3. Bangun kesadaran keuangan
Anak
sebaiknya dilatih tentang kesadaran keuangan. Tak perlu yang rumit, cukup
sederhana saja. Misalnya saja konsep uang masuk dan keluar. Biasakan anak untuk
disiplin mencatat pemasukan dan pengeluaran uang. Contohnya pemasukan berasal
dari uang saku. Ajarkan kepada anak agar mencatat berapa uang saku yang
diterima dan kemana saja uang itu dibelanjakan mau itu dibuat jajan atau untuk
keperluan lainnya.
Di samping
itu, ajaklah diskusi dalam perencanaan keuangan ke depannya. Seperti ingin
punya mainan tertentu, maka tentukan strateginya bagaimana mainan tersebut bisa
terbeli dalam waktu tertentu.
4. Ciptakan kebiasaan berwirausaha
Tak perlu pusing untuk memikirkan caranya. Tinggal lihat sekeliling rumah kira-kira apa yang bisa ‘dibisniskan’. Misalnya menjual barang-barang bekas. Beri pemahaman kepada anak kalau ada peluang bisnis dari barang bekas, seperti koran bekas. Kemudian bikin project untuk menjualnya. Tentukan nilai dan mencari calon pembeli barang bekas.
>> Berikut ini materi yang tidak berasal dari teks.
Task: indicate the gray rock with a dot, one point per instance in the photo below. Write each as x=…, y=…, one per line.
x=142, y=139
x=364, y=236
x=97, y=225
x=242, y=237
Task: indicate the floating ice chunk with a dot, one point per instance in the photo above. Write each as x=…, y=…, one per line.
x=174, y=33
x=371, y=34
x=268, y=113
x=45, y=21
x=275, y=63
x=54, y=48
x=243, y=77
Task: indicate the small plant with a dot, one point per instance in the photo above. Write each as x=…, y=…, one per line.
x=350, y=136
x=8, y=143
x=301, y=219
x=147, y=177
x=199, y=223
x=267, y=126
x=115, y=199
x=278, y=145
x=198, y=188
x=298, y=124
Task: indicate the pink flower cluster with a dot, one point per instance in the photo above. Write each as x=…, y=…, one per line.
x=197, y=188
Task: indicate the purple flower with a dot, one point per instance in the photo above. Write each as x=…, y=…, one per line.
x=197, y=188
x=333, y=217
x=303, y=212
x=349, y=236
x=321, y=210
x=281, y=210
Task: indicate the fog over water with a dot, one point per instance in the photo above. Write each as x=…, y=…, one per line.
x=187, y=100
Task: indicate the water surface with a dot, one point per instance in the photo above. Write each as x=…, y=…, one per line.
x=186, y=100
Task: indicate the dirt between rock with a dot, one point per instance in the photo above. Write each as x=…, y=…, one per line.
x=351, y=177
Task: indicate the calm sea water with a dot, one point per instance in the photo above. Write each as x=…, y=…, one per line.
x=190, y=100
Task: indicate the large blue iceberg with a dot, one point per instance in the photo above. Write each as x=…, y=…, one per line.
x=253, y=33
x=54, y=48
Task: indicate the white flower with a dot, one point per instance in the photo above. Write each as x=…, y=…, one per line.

Paling gampang cari pemulung. Lalu biarkan anak bernegosiasi dengan pemulung. Atau latih juga kreativitas anak terhadap barang bekas. Misalnya dengan menambah nilai lebih barang bekas itu dengan membuat sebuah prakarya supaya barang bekas tersebut lebih menarik serta memiliki nilai jual yang lebih baik.
Tidak sulit kan? Lagi pula aktivitas mengenalkan dunia bisnis ke anak juga jadi momen pas membangun ‘bonding’. Cuma perlu diingat, karakter bisnis itu tak dibangun dalam semalam. Ada prosesnya. Kita sebagai orangtua, wajib mendampingi. Yuk, mari persiapkan karakter anak mulai sekarang biar dunia bisnis bukan hal yang asing baginya.